Life On Regal-Hill: Sept. 1, 2010

It was rainy here at Regal-Hill last week. Once the rain gets started it can’t seem to stop. Maybe it will dry out soon so we can cut some more hay. Orders are coming in now for both first-and second-cutting hay. Some people who own horses like first cutting and some like second cutting. It all depends on the age of their horses. Older horses seem to have more trouble with their teeth and second-cutting hay is usually easier to chew.

All the rain and cool weather means the lawn needs mowing. George makes the excuse that he can’t cut the grass when it’s wet because it clogs the mower. I guess it won’t get done until things dry out. Trimming needs to be done as well. Hopefully it will all come together eventually.

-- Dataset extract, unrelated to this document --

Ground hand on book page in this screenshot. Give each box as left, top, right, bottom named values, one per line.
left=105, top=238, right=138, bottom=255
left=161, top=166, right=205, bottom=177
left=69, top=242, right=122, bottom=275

Green beans continue to grow in the garden but as long as they are wet I don’t pick them or the plants will get rusty. Instead of beans for supper I’ll pull up some beets or carrots. For wonderful flavor there is nothing like fresh beets and carrots from the garden. Since I don’t have that many, my plan is to enjoy them all fresh this year. I have frozen and canned beets but they don’t have the same good flavor that the fresh ones do. Actually, they will keep fresh for awhile after pulling them up as long as they are kept cool in some place like the basement or a root cellar.

I always have plenty of things to do inside when it rains, like washing windows or reading books or cleaning out closets. The most fun for me is to read a book, although I try to do other things too. As soon as the sun shines again I hope to get outside and cut some flowers to make bouquets.

What are your food plans for Labor Day? The first frost of the year can happen anytime soon, which means the sweet corn season is quickly coming to an end. Try the following recipe for honey sweet corn this coming weekend while there is still local, farm-stand sweet corn available. It’s been a great year for local sweet corn. I hope you have eaten your fill.

Honey Sweet Corn
6 medium ears sweet corn
1/4 cup melted butter
1 teaspoon honey
ground pepper, optional
Place corn in a Dutch oven or stockpot and cover with water. Bring to a boil. Cover and cook for 5-10 minutes or until tender. Drain. In a small bowl, combine butter and honey. Brush over corn. Sprinkle with pepper if desired.
Yield: 6 servings
Taste of Home June/July 2010

Grilled Pizza Burgers
1 lightly beaten egg
3/4 cup Parmesan cheese
1/2 cup chopped onion
1/4 cup minced fresh parsley
3/4 teaspoon dried basil
3/4 teaspoon dried oregano
3/4 teaspoon dried crushed rosemary
3/4 teaspoon pepper
1 pound ground beef
4 slices provolone cheese
4 English muffins, split and toasted
1/2 cup pizza sauce

In a large bowl, combine the first eight ingredients. Crumble beef over mixture and mix well. Shape into four patties.
Grill burgers, covered, over medium heat for 5-7 minutes on each side or until a meat thermometer reads 160 degrees and juices run clear. Top burgers with cheese, cover and grill 2-3 minutes longer or until cheese is melted. Serve on muffins with pizza sauce.